Tag Vocabulary

The complete controlled vocabulary for Vault_2026. See Conventions §12 for rules and application guidelines.

Key rules: kebab-case only · ≤4 tags per note · no structural redundancy · no tool names · index files always tags: []

Dimension 1 — Concept Type

Tags that classify what kind of knowledge a note contains.

Tag	Definition	Use when	Not for
`algorithm`	A named, step-by-step computational procedure	A note defines or analyzes a specific algorithm (backpropagation, k-means, ARIMA)	Generic topic notes; notes named after the algorithm already convey this
`pattern`	An architectural or design pattern	A note describes a reusable solution structure (RAG pipeline, feature store, training pipeline pattern)	One-off implementations; notes that just happen to follow a pattern
`theory`	Mathematical or statistical theory	A note proves or formally defines a theoretical concept (PAC learning, VC dimension, convexity)	Intuitive overviews; applied engineering notes
`workflow`	An operational process or practice	A note describes a repeatable process (experiment tracking, CI/CD pipeline, data labeling workflow)	Single-tool reference notes; conceptual introductions

Dimension 2 — ML Lifecycle Stage

Tags that mark where in the ML/AI production lifecycle a note is relevant. Do not apply if the note’s folder already encodes the stage (e.g., don’t add training to notes already inside 05_ml_engineering/05_model_development/).

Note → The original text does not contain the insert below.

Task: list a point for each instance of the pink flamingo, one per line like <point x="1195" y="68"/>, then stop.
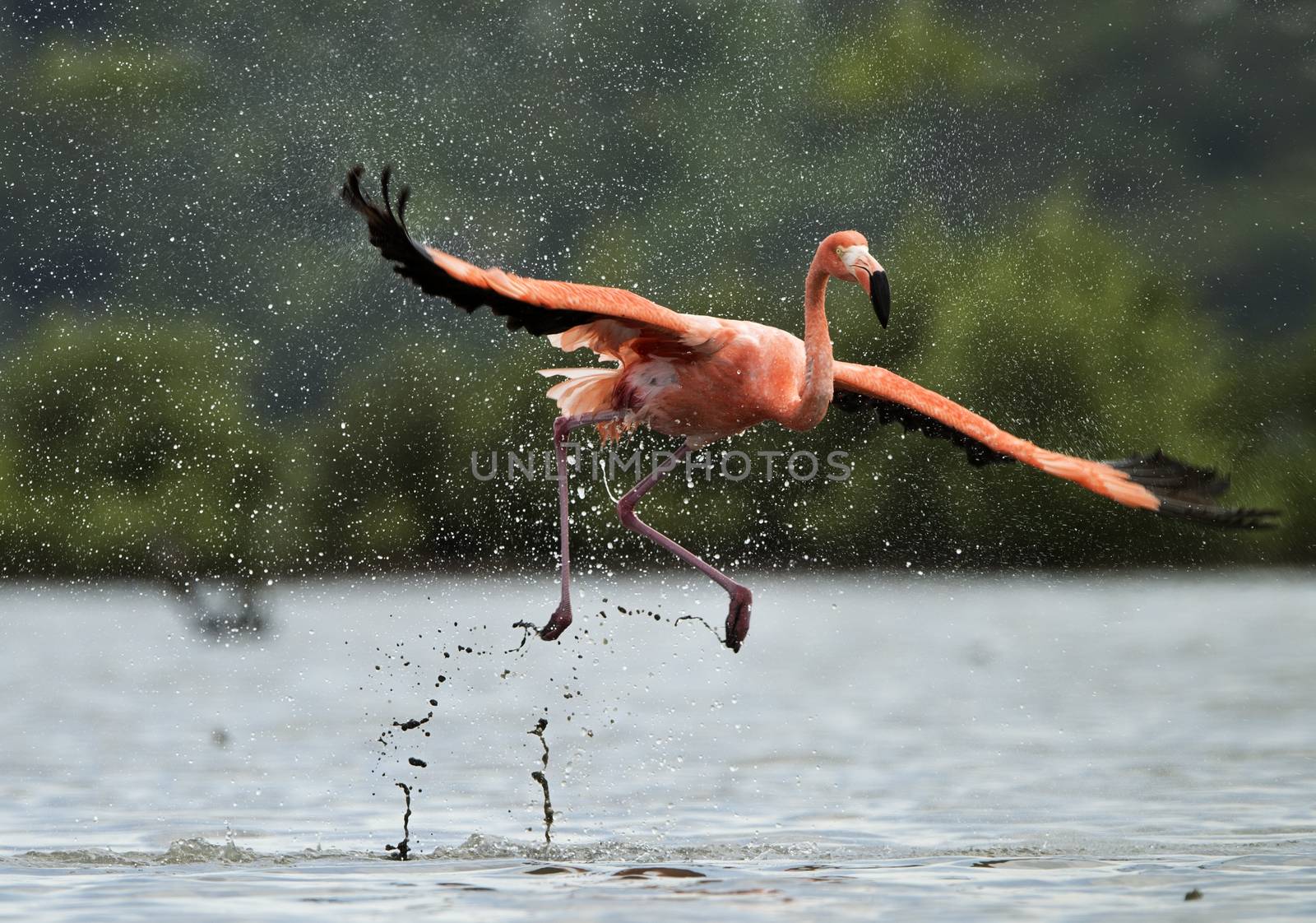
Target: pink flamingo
<point x="706" y="378"/>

Tag	Definition	Use when	Not for
`data`	Data collection, ingestion, preprocessing, validation, augmentation	A note outside the data engineering sublayer that is primarily about data concerns	Notes inside `05_ml_engineering/02_data_engineering/`
`feature-engineering`	Feature creation, encoding, selection, feature stores	A note outside the feature engineering sublayer that covers feature transformation	Notes inside `05_ml_engineering/04_feature_engineering/`
`training`	Model fitting, optimization, regularization, hyperparameter tuning	A foundations or modeling note that is specifically about the training process (not just theory)	Notes inside `05_ml_engineering/05_model_development/`
`evaluation`	Metrics, benchmarking, cross-validation, calibration, model validation	Any note that is primarily about measuring model quality	Generic overview notes
`deployment`	Serving, inference, containerization, rollout strategies, model compression	Notes about putting models into production	Notes inside `05_ml_engineering/06_deployment_and_serving/`
`monitoring`	Drift detection, alerting, observability, retraining triggers	Notes about tracking model health post-deployment	Notes inside `05_ml_engineering/07_monitoring_and_observability/`

Dimension 3 — Domain / Modality

Tags that mark what kind of data or problem domain a note addresses. Do not apply if the folder already encodes the domain (e.g., don’t add nlp to notes inside a transformer or NLP sublayer).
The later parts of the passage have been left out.